Она подняла голову, и я увидел ее лицо вблизи. Я понял, почему она в шапке. У нее больше нет ресниц… и волос, конечно, тоже нет: результат химиотерапии. Черты лица тонкие, совсем еще детские. Я понял, что на самом деле она младше, чем кажется по ее лицу, измученному лечением, хотя очень быстро она проявила удивительную зрелость, взвешенное и ответственное критическое мышление. С полсекунды я не знал, как к ней обратиться: на «ты» или на «вы».
– Итак, Люси, ты знаешь, что у тебя в груди объемное образование, которое давит на сердце и легкое, и мы должны его удалить.
Я взглянул на мать, полагая, что разговор будет вестись и с ней. Она была внимательна, но отстранилась, опустив глаза и довольствуясь ролью свидетеля. Кивок. Она явно хотела оставить инициативу дочери.
– Да, мне говорили. И еще мне объяснили, что эта операция очень важна, чтобы убрать этот рак.
Первый сюрприз. Она прямо говорила о своей болезни, храбро используя страшное слово «рак». Очень нестественное слово из уст ребенка.
– Да, мы хотим ее удалить по двум причинам. Во-первых, нам нужно убедиться, что химиотерапия хорошо сделала свою работу и уничтожила опухоль. Во-вторых, она сдавливает важные органы, и если еще вырастет, то может стать опасной, заблокировав кровообращение.
Я предпочел сказать «опасной», а не «фатальной», чтобы не пугать девочку еще больше. Она слушала меня завороженно, как загнанный олененок. Ее взгляд был напряженным. И же не умоляющим и не плаксивым. Прежде всего, он был встревоженным, ловил мельчайшие детали, которых Люси могла еще не знать.
– Это будет непростая операция…
Сложный момент. Я редко разговариваю на столь драматичные темы непосредственно с детьми. Обычно мои удары обрушиваются на родителей. Я быстро взглянул на мать. Она снова уклонилась от разговора.
– …потому что опухоль затрагивает важные сосуды и само сердце.
Я взял листок бумаги, что позволило мне хоть ненадолго избежать пронизывающего взгляда этих зеленых глаз. Рисунок поможет мне объяснить суть операции и немного ослабит серьезность момента. Обе сосредоточились на моей ручке. Я быстро набросал анатомическое строение нормального сердца – в голове у меня десятка два довольно красивых набросков, которые я переношу на бумагу быстро, словно расписываясь, столько раз я их повторял, – дорисовал правое легкое. Наконец, сверху я изобразил опухоль и выделил жирной линией полую вену, правое предсердие и ворота легкого, отодвинув их, как это сделало новообразование.

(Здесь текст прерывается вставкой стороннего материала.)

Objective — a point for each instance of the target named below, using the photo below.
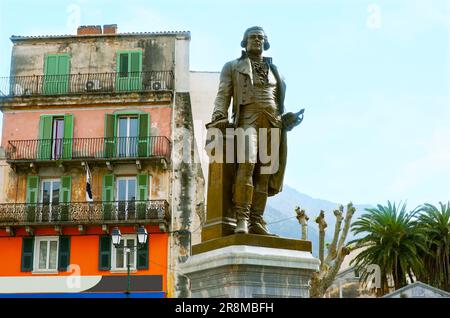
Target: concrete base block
(241, 271)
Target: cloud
(434, 163)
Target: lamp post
(142, 239)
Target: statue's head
(253, 32)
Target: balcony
(84, 213)
(88, 149)
(90, 83)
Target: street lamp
(142, 236)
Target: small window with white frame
(46, 254)
(119, 254)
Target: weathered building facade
(114, 107)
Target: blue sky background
(372, 75)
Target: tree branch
(337, 229)
(322, 225)
(303, 220)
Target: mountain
(281, 217)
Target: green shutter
(135, 69)
(129, 68)
(144, 140)
(27, 254)
(142, 255)
(142, 196)
(32, 198)
(142, 187)
(108, 196)
(64, 197)
(56, 74)
(64, 253)
(32, 189)
(68, 135)
(45, 137)
(104, 255)
(110, 132)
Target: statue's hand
(291, 120)
(220, 124)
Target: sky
(372, 75)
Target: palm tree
(436, 224)
(392, 241)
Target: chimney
(110, 29)
(89, 29)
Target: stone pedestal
(250, 266)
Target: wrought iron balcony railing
(88, 148)
(151, 211)
(36, 85)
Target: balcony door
(127, 136)
(126, 197)
(50, 198)
(57, 138)
(56, 74)
(129, 67)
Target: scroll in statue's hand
(220, 124)
(291, 120)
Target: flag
(88, 184)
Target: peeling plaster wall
(92, 55)
(203, 89)
(188, 191)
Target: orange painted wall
(87, 123)
(84, 249)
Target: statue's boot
(257, 223)
(242, 201)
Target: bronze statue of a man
(258, 91)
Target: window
(126, 197)
(45, 253)
(129, 67)
(112, 258)
(119, 196)
(46, 256)
(119, 254)
(55, 137)
(127, 135)
(127, 132)
(56, 74)
(48, 199)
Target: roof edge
(19, 38)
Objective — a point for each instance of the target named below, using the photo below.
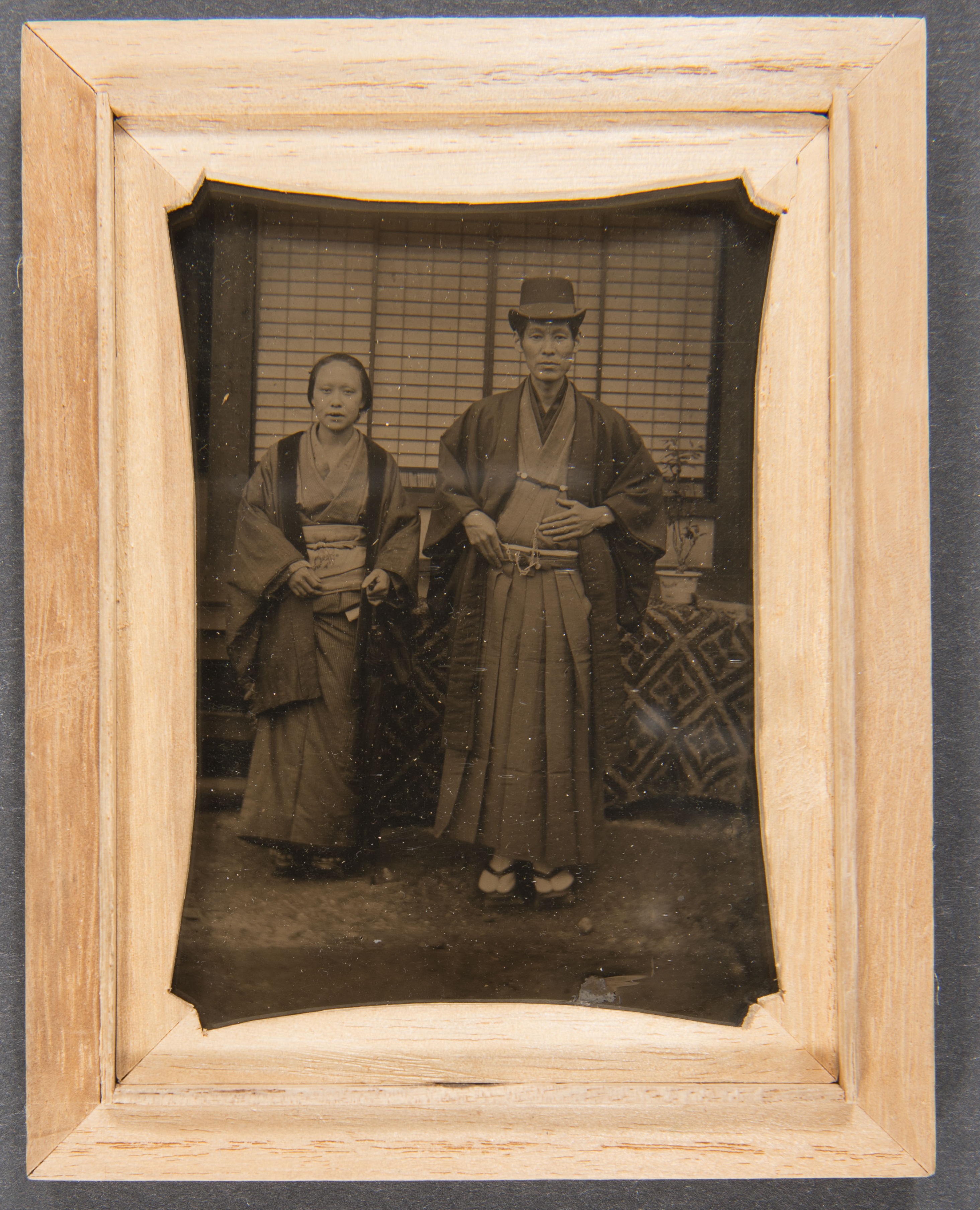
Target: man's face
(548, 350)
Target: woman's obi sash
(338, 555)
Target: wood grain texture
(106, 246)
(482, 66)
(366, 1093)
(728, 1133)
(62, 600)
(155, 614)
(892, 598)
(793, 612)
(482, 158)
(842, 593)
(473, 1043)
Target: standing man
(547, 524)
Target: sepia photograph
(477, 575)
(476, 679)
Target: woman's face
(337, 397)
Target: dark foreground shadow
(672, 920)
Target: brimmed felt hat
(545, 298)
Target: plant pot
(678, 587)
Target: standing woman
(326, 537)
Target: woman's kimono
(302, 659)
(536, 702)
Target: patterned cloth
(689, 677)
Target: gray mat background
(955, 357)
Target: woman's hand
(575, 521)
(304, 582)
(483, 534)
(377, 585)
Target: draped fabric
(527, 784)
(608, 464)
(305, 780)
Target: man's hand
(574, 521)
(377, 585)
(304, 582)
(483, 534)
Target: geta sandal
(557, 884)
(499, 886)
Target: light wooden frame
(833, 1077)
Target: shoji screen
(315, 280)
(430, 339)
(423, 302)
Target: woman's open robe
(300, 657)
(535, 700)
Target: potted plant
(679, 585)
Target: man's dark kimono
(608, 464)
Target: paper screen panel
(423, 300)
(658, 329)
(429, 357)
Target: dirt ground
(672, 920)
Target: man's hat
(545, 298)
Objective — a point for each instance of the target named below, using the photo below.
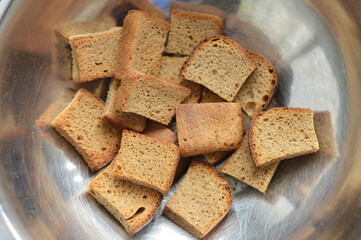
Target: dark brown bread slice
(80, 123)
(209, 127)
(141, 44)
(170, 68)
(117, 118)
(215, 157)
(188, 29)
(131, 204)
(219, 64)
(256, 93)
(210, 97)
(201, 201)
(48, 116)
(157, 130)
(62, 51)
(95, 54)
(146, 161)
(150, 97)
(241, 166)
(282, 133)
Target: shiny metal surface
(316, 47)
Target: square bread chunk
(201, 201)
(146, 161)
(209, 127)
(62, 52)
(241, 166)
(117, 118)
(282, 133)
(132, 205)
(150, 97)
(157, 130)
(95, 54)
(219, 64)
(257, 92)
(141, 44)
(188, 29)
(80, 123)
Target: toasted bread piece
(241, 166)
(157, 130)
(188, 29)
(48, 116)
(120, 119)
(257, 92)
(146, 161)
(282, 133)
(215, 157)
(80, 123)
(141, 44)
(95, 54)
(150, 97)
(209, 127)
(219, 64)
(210, 97)
(131, 204)
(201, 201)
(62, 51)
(170, 68)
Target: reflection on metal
(316, 48)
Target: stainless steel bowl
(316, 47)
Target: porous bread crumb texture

– Я не знаю, легко ли опухоль отсоединится от этих органов или она уже в них проникла. Тогда будет явно сложнее, так как нужно будет иссекать захваченную часть и реконструировать ее.
Люси едва заметно кивнула в знак согласия. Она была предельно внимательна. Ни одна линия, ни одно слово, даже ни одна пауза не ускользала от нее.